Divide using synthetic division $$ ( 5x^{4}-17x^{3}-18x^{2}+19x+20 ) \div ( x-4 ) $$
The synthetic division table is:
$$ \begin{array}{c|rrrrr}4&5&-17&-18&19&20\\& & 20& 12& -24& \color{black}{-20} \\ \hline &\color{blue}{5}&\color{blue}{3}&\color{blue}{-6}&\color{blue}{-5}&\color{orangered}{0} \end{array} $$The solution is:
$$ \dfrac{ 5x^{4}-17x^{3}-18x^{2}+19x+20 }{ x-4 } = \color{blue}{5x^{3}+3x^{2}-6x-5} $$Step 1 : Write down the coefficients of the dividend into division table. Put the zero from $ x -4 = 0 $ ( $ x = \color{blue}{ 4 } $ ) at the left.
$$ \begin{array}{c|rrrrr}\color{blue}{4}&5&-17&-18&19&20\\& & & & & \\ \hline &&&&& \end{array} $$Step 1 : Bring down the leading coefficient to the bottom row.

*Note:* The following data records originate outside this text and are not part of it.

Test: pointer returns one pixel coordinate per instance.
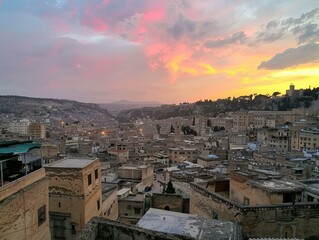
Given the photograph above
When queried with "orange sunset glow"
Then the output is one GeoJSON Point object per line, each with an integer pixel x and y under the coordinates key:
{"type": "Point", "coordinates": [164, 51]}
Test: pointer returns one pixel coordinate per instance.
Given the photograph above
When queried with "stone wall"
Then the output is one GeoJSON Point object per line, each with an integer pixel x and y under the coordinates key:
{"type": "Point", "coordinates": [169, 202]}
{"type": "Point", "coordinates": [101, 228]}
{"type": "Point", "coordinates": [19, 216]}
{"type": "Point", "coordinates": [272, 221]}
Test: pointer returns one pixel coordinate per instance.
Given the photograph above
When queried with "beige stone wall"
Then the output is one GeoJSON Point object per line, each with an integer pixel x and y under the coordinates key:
{"type": "Point", "coordinates": [110, 208]}
{"type": "Point", "coordinates": [130, 173]}
{"type": "Point", "coordinates": [257, 222]}
{"type": "Point", "coordinates": [168, 202]}
{"type": "Point", "coordinates": [127, 212]}
{"type": "Point", "coordinates": [71, 194]}
{"type": "Point", "coordinates": [15, 186]}
{"type": "Point", "coordinates": [64, 181]}
{"type": "Point", "coordinates": [19, 212]}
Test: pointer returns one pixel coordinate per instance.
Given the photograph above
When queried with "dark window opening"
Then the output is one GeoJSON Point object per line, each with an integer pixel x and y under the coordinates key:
{"type": "Point", "coordinates": [73, 231]}
{"type": "Point", "coordinates": [98, 204]}
{"type": "Point", "coordinates": [137, 210]}
{"type": "Point", "coordinates": [246, 201]}
{"type": "Point", "coordinates": [288, 197]}
{"type": "Point", "coordinates": [89, 179]}
{"type": "Point", "coordinates": [41, 215]}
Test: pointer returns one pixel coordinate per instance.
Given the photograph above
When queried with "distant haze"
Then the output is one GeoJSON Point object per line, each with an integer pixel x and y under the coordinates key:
{"type": "Point", "coordinates": [154, 50]}
{"type": "Point", "coordinates": [117, 106]}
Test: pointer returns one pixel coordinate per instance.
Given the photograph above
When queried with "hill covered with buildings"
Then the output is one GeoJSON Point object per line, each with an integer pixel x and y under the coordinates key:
{"type": "Point", "coordinates": [291, 100]}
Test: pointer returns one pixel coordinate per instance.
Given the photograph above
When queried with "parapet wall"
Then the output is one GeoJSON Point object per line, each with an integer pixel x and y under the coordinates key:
{"type": "Point", "coordinates": [102, 228]}
{"type": "Point", "coordinates": [258, 221]}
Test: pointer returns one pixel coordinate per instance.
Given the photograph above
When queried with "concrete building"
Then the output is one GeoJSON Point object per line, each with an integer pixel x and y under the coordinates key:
{"type": "Point", "coordinates": [37, 131]}
{"type": "Point", "coordinates": [181, 154]}
{"type": "Point", "coordinates": [131, 208]}
{"type": "Point", "coordinates": [242, 120]}
{"type": "Point", "coordinates": [309, 138]}
{"type": "Point", "coordinates": [109, 201]}
{"type": "Point", "coordinates": [19, 126]}
{"type": "Point", "coordinates": [200, 228]}
{"type": "Point", "coordinates": [102, 228]}
{"type": "Point", "coordinates": [209, 161]}
{"type": "Point", "coordinates": [263, 208]}
{"type": "Point", "coordinates": [143, 174]}
{"type": "Point", "coordinates": [24, 198]}
{"type": "Point", "coordinates": [75, 195]}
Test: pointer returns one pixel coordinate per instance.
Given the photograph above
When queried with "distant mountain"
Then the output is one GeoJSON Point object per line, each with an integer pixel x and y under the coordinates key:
{"type": "Point", "coordinates": [46, 108]}
{"type": "Point", "coordinates": [117, 106]}
{"type": "Point", "coordinates": [211, 108]}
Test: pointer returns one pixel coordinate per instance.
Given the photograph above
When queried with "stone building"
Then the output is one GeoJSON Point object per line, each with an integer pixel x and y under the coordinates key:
{"type": "Point", "coordinates": [37, 131]}
{"type": "Point", "coordinates": [210, 160]}
{"type": "Point", "coordinates": [109, 201]}
{"type": "Point", "coordinates": [142, 174]}
{"type": "Point", "coordinates": [24, 198]}
{"type": "Point", "coordinates": [131, 207]}
{"type": "Point", "coordinates": [102, 228]}
{"type": "Point", "coordinates": [263, 208]}
{"type": "Point", "coordinates": [177, 155]}
{"type": "Point", "coordinates": [75, 195]}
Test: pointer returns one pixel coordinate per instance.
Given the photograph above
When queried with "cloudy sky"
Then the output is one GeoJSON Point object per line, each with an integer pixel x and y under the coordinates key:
{"type": "Point", "coordinates": [169, 51]}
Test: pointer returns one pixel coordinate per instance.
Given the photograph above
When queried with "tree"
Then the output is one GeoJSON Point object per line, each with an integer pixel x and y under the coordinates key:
{"type": "Point", "coordinates": [172, 129]}
{"type": "Point", "coordinates": [158, 127]}
{"type": "Point", "coordinates": [275, 94]}
{"type": "Point", "coordinates": [169, 188]}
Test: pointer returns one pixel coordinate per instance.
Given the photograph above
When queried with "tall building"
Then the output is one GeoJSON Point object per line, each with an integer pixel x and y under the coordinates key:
{"type": "Point", "coordinates": [75, 195]}
{"type": "Point", "coordinates": [36, 131]}
{"type": "Point", "coordinates": [24, 197]}
{"type": "Point", "coordinates": [19, 126]}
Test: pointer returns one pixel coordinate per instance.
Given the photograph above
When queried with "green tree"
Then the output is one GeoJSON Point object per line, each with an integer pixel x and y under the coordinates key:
{"type": "Point", "coordinates": [170, 188]}
{"type": "Point", "coordinates": [172, 129]}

$$ \begin{array}{c|rrrrr}4&\color{orangered}{ 5 }&-17&-18&19&20\\& & & & & \\ \hline &\color{orangered}{5}&&&& \end{array} $$Step 2 : Multiply by the number on the left, and carry the result into the next column: $ \color{blue}{ 4 } \cdot \color{blue}{ 5 } = \color{blue}{ 20 } $.
$$ \begin{array}{c|rrrrr}\color{blue}{4}&5&-17&-18&19&20\\& & \color{blue}{20} & & & \\ \hline &\color{blue}{5}&&&& \end{array} $$Step 3 : Add down last column: $ \color{orangered}{ -17 } + \color{orangered}{ 20 } = \color{orangered}{ 3 } $
$$ \begin{array}{c|rrrrr}4&5&\color{orangered}{ -17 }&-18&19&20\\& & \color{orangered}{20} & & & \\ \hline &5&\color{orangered}{3}&&& \end{array} $$Step 4 : Multiply by the number on the left, and carry the result into the next column: $ \color{blue}{ 4 } \cdot \color{blue}{ 3 } = \color{blue}{ 12 } $.
$$ \begin{array}{c|rrrrr}\color{blue}{4}&5&-17&-18&19&20\\& & 20& \color{blue}{12} & & \\ \hline &5&\color{blue}{3}&&& \end{array} $$Step 5 : Add down last column: $ \color{orangered}{ -18 } + \color{orangered}{ 12 } = \color{orangered}{ -6 } $
$$ \begin{array}{c|rrrrr}4&5&-17&\color{orangered}{ -18 }&19&20\\& & 20& \color{orangered}{12} & & \\ \hline &5&3&\color{orangered}{-6}&& \end{array} $$Step 6 : Multiply by the number on the left, and carry the result into the next column: $ \color{blue}{ 4 } \cdot \color{blue}{ \left( -6 \right) } = \color{blue}{ -24 } $.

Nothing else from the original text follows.